Bully – SUGAREGG (Sub Pop Records)
It could be said that Bully’s Alicia Bognanno is finally coming out of her shell on the deliriously addictive, exuberantly hyperactive SUGAREGG. Or, maybe she’s now a fearless fighter entering the ring like a champ, pushing aside all self-doubt and paranoia on Bully’s chaotically anthemic third album. Just before Bully jumps headlong into the bittersweet ecstasy “Every Tradition,” Bognanno slyly asks, “Shall We?” That doesn’t sound like a woman who lacks confidence.
Managing her bipolar 2 condition more successfully these days, Bognanno boldly confronts patriarchal oppression and laughs easily at hapless relationship dysfunction in truthful lyrics full of heart and humor. That’s all fine and good, but it’s the ridiculously tight hooks, boundless energy and wild punk spirit of liberation bursting out of careening tracks like “Where to Start,” “You,” “Not Ashamed” and “Let You” that make the melodic and charming SUGAREGG such a breathtaking blowout of guitar-oriented, indie-rock crunch. Pell-mell opener “Add it On” explodes in a life-affirming riot of sugary noise that could have been started by Japandroids, while the fun, driving “Stuck in Your Head” is all bash and pop and a heavy rain of distortion slows the beautiful and moving introspection of “Prism” before it soars. Think Bettie Serveert on steroids, as every crestfallen, perfectly imperfect jagged little pill of a song on the frenzied SUGAREGG crashes through the speakers and keeps running.
Washed Out – Purple Noon (Sub Pop Records)
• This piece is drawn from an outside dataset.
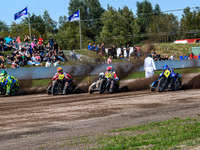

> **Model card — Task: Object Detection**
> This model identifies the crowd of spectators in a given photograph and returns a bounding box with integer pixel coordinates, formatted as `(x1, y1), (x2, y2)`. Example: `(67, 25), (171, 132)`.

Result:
(0, 35), (72, 68)
(88, 43), (141, 64)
Washed Out’s air conditioning still works, if Purple Noon is any indication. Vaporous and immersive, the airy new album from songwriter, multi-instrumentalist and producer Ernest Greene’s pet project is a cool, ultra-modern cave of powdery Chillwave luxury and leisure that harkens back to Washed Out’s debut EP, Life of Leisure. That record established the artistically restless Greene as one of the genre’s up-and-coming visionaries, before he started experimenting with stylish synth-pop, full-band psychedelia and hip-hop and samples, not to mention his creative adventures in audio/visual splendor and animation.
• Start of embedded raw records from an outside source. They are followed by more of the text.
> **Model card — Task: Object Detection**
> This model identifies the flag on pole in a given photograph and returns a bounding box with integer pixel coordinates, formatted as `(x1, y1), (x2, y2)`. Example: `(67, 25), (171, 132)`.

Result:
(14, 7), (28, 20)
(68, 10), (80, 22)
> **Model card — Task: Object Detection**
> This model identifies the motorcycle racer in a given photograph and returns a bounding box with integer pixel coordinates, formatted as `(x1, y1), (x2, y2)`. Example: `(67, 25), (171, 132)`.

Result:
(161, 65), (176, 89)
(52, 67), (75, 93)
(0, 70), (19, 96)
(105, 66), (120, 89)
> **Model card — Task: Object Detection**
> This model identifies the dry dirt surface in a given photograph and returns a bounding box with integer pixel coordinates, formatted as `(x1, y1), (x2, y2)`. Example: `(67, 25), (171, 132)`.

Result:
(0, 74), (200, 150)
To see him assume the role of Bryan Ferry is an unexpected twist, as the young man’s fancy turns from escapism to widescreen romance on Purple Noon. “Too Late” is suave and seductive, with breathy vocals, gentle finger snaps and soft throbs setting the mood, as “Face Up” commits the sweetest taboo of slow dancing with Sade. Drinking in the breezy island grooves and languid beats of Ibiza, “Paralyzed” and “Time to Walk Away” lay around poolside, while the lush and dreamy “Hide” is pure ‘80s pop pleasure that tastes like New Order. Have a fruity cocktail. It’s Purple Noon somewhere.